Data scraping with BeautifulSoup in Jupyter Notebook delivers news articles about Mars and planet weather data
The Jupyter Notebook part_1_mars_news.ipynb visits a static site on Mars news and scrapes the site for article titles and the preview text for each article with Beautiful Soup. The list of this information is printed in the Jupyter Notebook.
The Jupyter Notebook part_2_mars_weather.ipynb visits the Mars Temperature Data Site (a static website) and scrapes the tables there with Beautiful Soup. This data is assembled into a Pandas DataFrame. The column headings are:
- id: the identification number of a single transmission from the Curiosity rover
- terrestrial_date: the date on Earth
- sol: the number of elapsed sols (Martian days) since Curiosity landed on Mars
- ls: the solar longitude
- month: the Martian month
- min_temp: the minimum temperature, in Celsius, of a single Martian day (sol)

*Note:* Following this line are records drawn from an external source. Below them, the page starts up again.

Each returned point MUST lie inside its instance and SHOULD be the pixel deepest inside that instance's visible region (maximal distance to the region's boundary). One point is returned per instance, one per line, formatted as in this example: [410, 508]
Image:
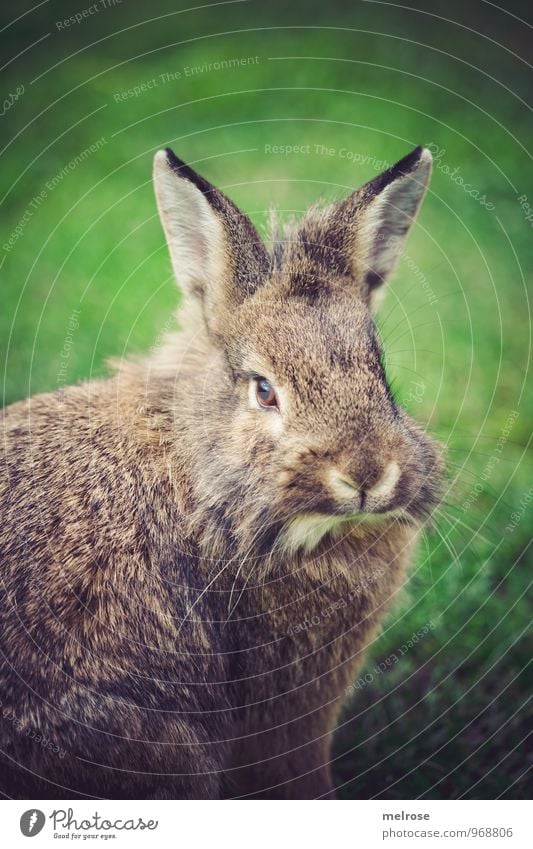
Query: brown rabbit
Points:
[172, 537]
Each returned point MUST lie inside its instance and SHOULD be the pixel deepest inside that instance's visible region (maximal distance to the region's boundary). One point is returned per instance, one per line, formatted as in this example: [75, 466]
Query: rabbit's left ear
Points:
[386, 209]
[359, 240]
[216, 253]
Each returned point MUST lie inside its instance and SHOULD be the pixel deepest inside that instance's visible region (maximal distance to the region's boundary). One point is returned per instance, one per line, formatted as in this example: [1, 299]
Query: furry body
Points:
[157, 626]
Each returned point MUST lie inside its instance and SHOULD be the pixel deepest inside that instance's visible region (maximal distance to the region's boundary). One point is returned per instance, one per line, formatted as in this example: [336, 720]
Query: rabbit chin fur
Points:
[190, 579]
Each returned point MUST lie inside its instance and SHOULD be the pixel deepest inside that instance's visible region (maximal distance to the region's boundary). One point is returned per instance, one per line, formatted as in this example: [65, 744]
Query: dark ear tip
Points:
[175, 163]
[411, 162]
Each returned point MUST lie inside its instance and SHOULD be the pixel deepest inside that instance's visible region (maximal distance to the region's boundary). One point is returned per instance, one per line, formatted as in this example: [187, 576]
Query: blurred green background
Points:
[357, 86]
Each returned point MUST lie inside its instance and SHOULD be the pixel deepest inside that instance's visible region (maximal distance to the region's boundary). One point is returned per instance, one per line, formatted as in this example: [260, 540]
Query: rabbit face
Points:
[311, 398]
[314, 437]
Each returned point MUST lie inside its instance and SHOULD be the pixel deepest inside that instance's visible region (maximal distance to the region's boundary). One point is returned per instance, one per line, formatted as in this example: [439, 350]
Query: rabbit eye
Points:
[265, 393]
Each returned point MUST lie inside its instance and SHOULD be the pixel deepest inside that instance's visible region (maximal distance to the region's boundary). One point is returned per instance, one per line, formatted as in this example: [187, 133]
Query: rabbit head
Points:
[299, 430]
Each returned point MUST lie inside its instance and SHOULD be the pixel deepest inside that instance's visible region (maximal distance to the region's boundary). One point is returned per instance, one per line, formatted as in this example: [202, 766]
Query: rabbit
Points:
[197, 549]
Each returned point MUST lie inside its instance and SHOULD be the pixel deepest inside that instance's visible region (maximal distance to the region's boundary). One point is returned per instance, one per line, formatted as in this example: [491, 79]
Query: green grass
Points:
[449, 718]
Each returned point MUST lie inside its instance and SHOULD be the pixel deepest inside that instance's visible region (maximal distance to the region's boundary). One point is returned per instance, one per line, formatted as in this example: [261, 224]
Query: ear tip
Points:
[420, 157]
[426, 157]
[166, 158]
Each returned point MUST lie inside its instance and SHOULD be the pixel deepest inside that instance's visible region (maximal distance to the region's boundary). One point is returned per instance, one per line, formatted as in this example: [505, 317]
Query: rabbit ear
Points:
[216, 252]
[386, 208]
[360, 239]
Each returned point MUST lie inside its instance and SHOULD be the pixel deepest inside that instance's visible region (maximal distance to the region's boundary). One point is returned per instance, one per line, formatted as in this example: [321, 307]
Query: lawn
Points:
[280, 106]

- pressure: The atmospheric pressure at Curiosity's location
Data is converted to the appropriate datetime, int, or float data types. The data is analyzed to answer the following questions:
- How many months exist on Mars?
- How many Martian (and not Earth) days worth of data exist in the scraped dataset?
- What are the coldest and the warmest months on Mars (at the location of Curiosity)? The results are plotted as a bar chart.
- Which months have the lowest and the highest atmospheric pressure on Mars? This is plotted as a bar chart.
- About how many terrestrial (Earth) days exist in a Martian year? This answer is found by analyzing a line chart.
The data in the DataFrame is exported to a CSV file in the output folder.